Fidèle à la distance que nous prenons à l’égard du combat politique pour accéder au pouvoir, altermidi ne se désintéresse pas pour autant des enjeux électoraux. Dans un contexte d’incertitudes internationales et nationales qui se répercutent fortement sur la vie locale, nous avons souhaité interroger autrement l’engagement politique municipal.
C’est dans cet esprit que nous avons choisi d’aborder la campagne municipale sous un angle volontairement inattendu : celui du rire. Non pas un rire cynique ou moqueur, mais le rire comme phénomène humain fondamental, révélateur de liberté, de lucidité, de distance, mais aussi de lien. Dans cet état d’esprit nous avons envoyé un court questionnaire aux candidat.e.s des trois métropoles de notre zone de diffusion, Marseille, Montpellier et Toulouse.

Riez-vous souvent ?
Un peu tous les jours.
Qu’est-ce qui a déclenché votre dernier éclat de rire ?

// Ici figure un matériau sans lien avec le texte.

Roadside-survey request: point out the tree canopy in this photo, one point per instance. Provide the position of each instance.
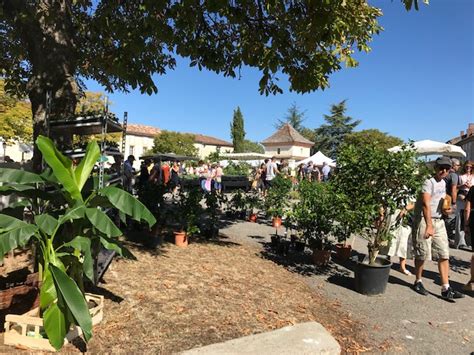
(15, 117)
(369, 137)
(237, 131)
(174, 142)
(329, 136)
(48, 46)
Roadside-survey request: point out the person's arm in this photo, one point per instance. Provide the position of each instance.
(426, 198)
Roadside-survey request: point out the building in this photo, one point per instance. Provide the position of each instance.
(288, 143)
(140, 140)
(207, 144)
(466, 141)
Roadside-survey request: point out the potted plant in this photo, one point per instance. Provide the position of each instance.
(252, 202)
(315, 217)
(277, 199)
(378, 182)
(188, 213)
(68, 229)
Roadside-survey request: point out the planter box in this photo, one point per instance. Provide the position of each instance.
(26, 330)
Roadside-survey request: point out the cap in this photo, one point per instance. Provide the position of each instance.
(443, 161)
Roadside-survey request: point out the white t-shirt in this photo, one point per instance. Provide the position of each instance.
(271, 171)
(437, 190)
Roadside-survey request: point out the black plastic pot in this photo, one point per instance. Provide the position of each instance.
(372, 279)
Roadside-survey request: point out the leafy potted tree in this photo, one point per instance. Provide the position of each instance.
(252, 202)
(315, 217)
(68, 228)
(188, 213)
(379, 182)
(277, 199)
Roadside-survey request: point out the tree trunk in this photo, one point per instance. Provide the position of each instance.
(47, 32)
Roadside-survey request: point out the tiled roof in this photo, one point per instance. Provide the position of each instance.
(142, 130)
(202, 139)
(287, 134)
(459, 140)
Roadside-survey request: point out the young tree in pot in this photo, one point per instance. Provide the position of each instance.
(277, 198)
(68, 230)
(315, 216)
(378, 182)
(188, 213)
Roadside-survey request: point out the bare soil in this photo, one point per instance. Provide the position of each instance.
(176, 298)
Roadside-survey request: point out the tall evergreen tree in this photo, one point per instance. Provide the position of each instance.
(329, 136)
(295, 117)
(237, 131)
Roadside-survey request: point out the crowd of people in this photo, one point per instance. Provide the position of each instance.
(441, 220)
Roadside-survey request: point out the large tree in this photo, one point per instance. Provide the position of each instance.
(329, 136)
(175, 142)
(237, 131)
(48, 45)
(371, 137)
(15, 117)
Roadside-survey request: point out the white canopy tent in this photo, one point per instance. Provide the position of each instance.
(429, 147)
(245, 156)
(318, 159)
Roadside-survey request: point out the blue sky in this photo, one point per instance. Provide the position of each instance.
(417, 83)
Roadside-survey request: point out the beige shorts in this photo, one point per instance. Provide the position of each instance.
(438, 244)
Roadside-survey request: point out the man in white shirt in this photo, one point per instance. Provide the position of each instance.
(429, 232)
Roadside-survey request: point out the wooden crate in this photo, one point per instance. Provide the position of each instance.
(26, 330)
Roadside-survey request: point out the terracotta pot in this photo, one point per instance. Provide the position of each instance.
(276, 222)
(343, 252)
(321, 257)
(181, 239)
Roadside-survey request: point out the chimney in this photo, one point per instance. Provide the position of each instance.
(470, 129)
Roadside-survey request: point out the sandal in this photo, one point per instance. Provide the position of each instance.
(406, 272)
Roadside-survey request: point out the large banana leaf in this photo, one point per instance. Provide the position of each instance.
(84, 245)
(55, 325)
(74, 299)
(86, 165)
(102, 222)
(128, 204)
(14, 233)
(19, 176)
(61, 166)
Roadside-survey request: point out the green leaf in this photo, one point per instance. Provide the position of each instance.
(61, 166)
(74, 300)
(55, 325)
(46, 223)
(76, 212)
(128, 204)
(84, 245)
(48, 291)
(13, 233)
(19, 176)
(84, 169)
(102, 222)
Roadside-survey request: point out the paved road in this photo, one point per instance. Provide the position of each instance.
(420, 324)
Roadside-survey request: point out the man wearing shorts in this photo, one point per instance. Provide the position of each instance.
(429, 233)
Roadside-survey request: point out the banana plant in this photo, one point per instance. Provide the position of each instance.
(69, 227)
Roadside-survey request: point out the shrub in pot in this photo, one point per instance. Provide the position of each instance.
(377, 183)
(68, 229)
(277, 198)
(314, 215)
(187, 214)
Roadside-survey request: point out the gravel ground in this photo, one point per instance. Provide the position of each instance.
(414, 323)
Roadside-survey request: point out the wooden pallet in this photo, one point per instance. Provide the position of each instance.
(26, 330)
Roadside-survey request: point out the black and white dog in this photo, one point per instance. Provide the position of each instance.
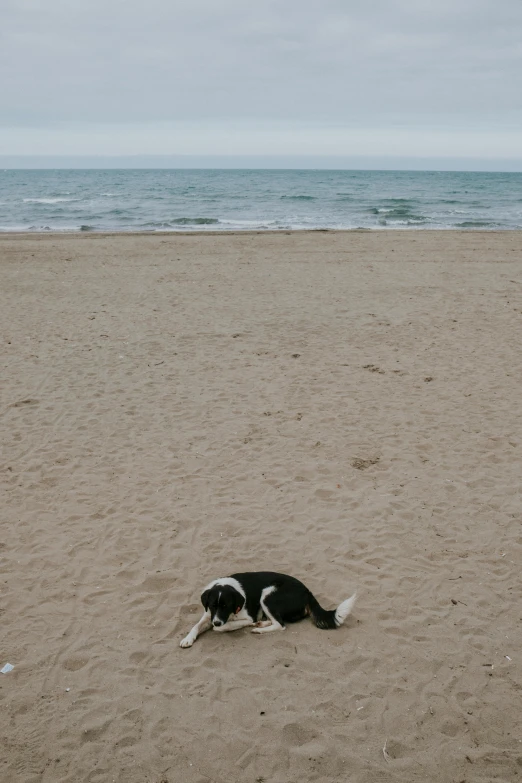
(264, 600)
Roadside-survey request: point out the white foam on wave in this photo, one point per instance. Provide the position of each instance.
(47, 200)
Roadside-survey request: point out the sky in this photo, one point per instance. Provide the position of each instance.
(373, 78)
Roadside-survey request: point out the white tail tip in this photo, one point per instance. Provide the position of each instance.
(344, 609)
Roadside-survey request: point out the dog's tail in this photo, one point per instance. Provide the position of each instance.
(333, 618)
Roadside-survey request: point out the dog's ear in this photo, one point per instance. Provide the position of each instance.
(204, 599)
(240, 601)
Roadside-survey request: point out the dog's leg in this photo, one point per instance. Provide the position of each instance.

La chronique de Pierre Emmanuel Barré sur la guerre au Moyen-Orient.
Depuis votre engagement politique, votre rapport au rire a-t-il évolué ?
Oui forcément. On comprend que le second degré ne passe pas toujours.
L’autodérision vous semble-t-elle nécessaire pour exercer des responsabilités publiques ? Pourquoi ?
L’autodérision ? oui être sérieux mais pas se prendre au sérieux !
Vous est-il arrivé d’utiliser l’humour pour désamorcer une tension ou un conflit ?
En réunion oui.
Existe-t-il, selon vous, des limites à l’humour en politique ? Où les placez-vous ?
En politique l’humour est à manier avec précaution. Jamais pour rabaisser les gens en tout cas.
Le rire vous aide-t-il plutôt à dire une vérité, à créer du lien, ou à prendre du recul face aux difficultés ?
À prendre du recul ou à détendre l’atmosphère.
Quelle place le rire occupe-t-il dans votre conception de l’engagement politique et dans votre manière d’exercer vos responsabilités ?
Principalement entre amis pour décompresser. De temps en temps dans le débat mais avec prudence.